As we continue to navigate the psychoacoustically rich terrain of human technological interfacing, the issue of open-system sonic feedback (OSSF) presents a number of interesting challenges and questions. While OSSF has been deployed by sound artists in diverse conceptual and acousticenvironmental contexts, it can be argued that its essential character displays itself consistently across many of these deployments; OSSF represents an act of communication between different systems. Often it serves as a semiotically disruptive and generative encounter between human manipulation and technological or ecological autonomy. Alvin Lucier’s “I Am Sitting in a Room”(1969), for example, asks fascinating questions about how the acoustic environmental world receives and alters an individual’s attempt to articulate their identity and location.

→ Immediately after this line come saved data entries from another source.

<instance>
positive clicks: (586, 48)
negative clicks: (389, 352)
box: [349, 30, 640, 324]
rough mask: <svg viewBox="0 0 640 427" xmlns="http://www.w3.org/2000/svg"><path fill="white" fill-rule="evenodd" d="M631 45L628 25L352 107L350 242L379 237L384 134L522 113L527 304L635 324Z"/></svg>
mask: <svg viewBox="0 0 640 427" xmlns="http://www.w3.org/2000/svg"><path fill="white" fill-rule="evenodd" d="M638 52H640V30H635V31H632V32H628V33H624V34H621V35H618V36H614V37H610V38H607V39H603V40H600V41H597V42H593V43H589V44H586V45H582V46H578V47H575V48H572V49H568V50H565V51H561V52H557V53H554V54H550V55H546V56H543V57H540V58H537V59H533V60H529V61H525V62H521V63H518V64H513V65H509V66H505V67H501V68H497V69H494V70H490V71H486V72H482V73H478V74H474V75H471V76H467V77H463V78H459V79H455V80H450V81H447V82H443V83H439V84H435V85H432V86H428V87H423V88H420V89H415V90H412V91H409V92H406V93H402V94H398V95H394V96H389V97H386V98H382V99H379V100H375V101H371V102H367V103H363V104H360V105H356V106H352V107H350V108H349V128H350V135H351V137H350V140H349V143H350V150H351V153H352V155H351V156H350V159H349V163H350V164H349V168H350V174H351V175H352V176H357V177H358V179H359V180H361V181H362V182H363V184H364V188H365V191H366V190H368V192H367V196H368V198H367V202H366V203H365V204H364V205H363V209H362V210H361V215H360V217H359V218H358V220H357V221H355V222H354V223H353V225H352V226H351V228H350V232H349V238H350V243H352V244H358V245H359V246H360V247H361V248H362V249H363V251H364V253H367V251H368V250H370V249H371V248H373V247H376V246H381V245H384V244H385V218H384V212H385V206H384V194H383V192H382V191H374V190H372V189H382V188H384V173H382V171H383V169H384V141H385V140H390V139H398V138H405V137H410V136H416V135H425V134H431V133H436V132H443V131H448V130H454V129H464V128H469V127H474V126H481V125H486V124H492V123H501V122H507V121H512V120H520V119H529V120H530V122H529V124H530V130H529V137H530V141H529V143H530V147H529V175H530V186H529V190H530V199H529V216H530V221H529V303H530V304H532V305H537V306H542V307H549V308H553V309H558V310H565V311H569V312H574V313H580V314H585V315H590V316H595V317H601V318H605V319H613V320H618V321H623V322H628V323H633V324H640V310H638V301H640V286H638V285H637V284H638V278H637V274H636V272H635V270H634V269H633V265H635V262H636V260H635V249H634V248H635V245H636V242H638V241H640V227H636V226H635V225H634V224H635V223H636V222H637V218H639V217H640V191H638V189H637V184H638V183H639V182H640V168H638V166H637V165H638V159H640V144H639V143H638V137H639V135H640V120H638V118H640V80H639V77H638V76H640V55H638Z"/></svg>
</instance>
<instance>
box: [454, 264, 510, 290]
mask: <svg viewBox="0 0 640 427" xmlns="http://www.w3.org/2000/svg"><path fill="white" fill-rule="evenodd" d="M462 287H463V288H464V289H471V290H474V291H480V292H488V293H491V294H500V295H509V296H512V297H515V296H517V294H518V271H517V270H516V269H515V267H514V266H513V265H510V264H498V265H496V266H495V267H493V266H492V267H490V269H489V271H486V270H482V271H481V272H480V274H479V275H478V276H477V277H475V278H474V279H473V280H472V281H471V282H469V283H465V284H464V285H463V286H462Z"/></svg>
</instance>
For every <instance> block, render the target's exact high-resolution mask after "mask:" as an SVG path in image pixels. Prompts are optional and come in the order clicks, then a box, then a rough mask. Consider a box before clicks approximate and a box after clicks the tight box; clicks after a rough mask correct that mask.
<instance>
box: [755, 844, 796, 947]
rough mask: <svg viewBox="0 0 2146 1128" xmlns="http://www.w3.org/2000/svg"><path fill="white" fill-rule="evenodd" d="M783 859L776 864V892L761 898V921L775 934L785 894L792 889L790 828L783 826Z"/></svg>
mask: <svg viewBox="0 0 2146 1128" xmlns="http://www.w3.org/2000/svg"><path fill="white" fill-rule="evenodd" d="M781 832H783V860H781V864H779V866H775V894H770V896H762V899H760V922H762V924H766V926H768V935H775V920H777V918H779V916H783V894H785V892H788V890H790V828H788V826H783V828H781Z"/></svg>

By tracing the histories of OSSF use in experimental music, my work examines the dialogue between active, embodied sonic languages and autonomous technological/ecological reflective noise. Ultimately, by integrating diverse forms of noise with an equally diverse array of signified musical and embodied languages, feedback represents a unique form of threshold mediation and transformation. This not only places it at the threshold of noise and music, but also suggests that it represents a medium through which the boundary between experimental music and sonic art can be fruitfully explored.

Nicholas McGrath is Canadian sound artist and guitarist currently working towards an MA in Music and Culture at Carleton University. His thesis work explores nonvolitional and embodied practices deployed by freeimprovising musicians.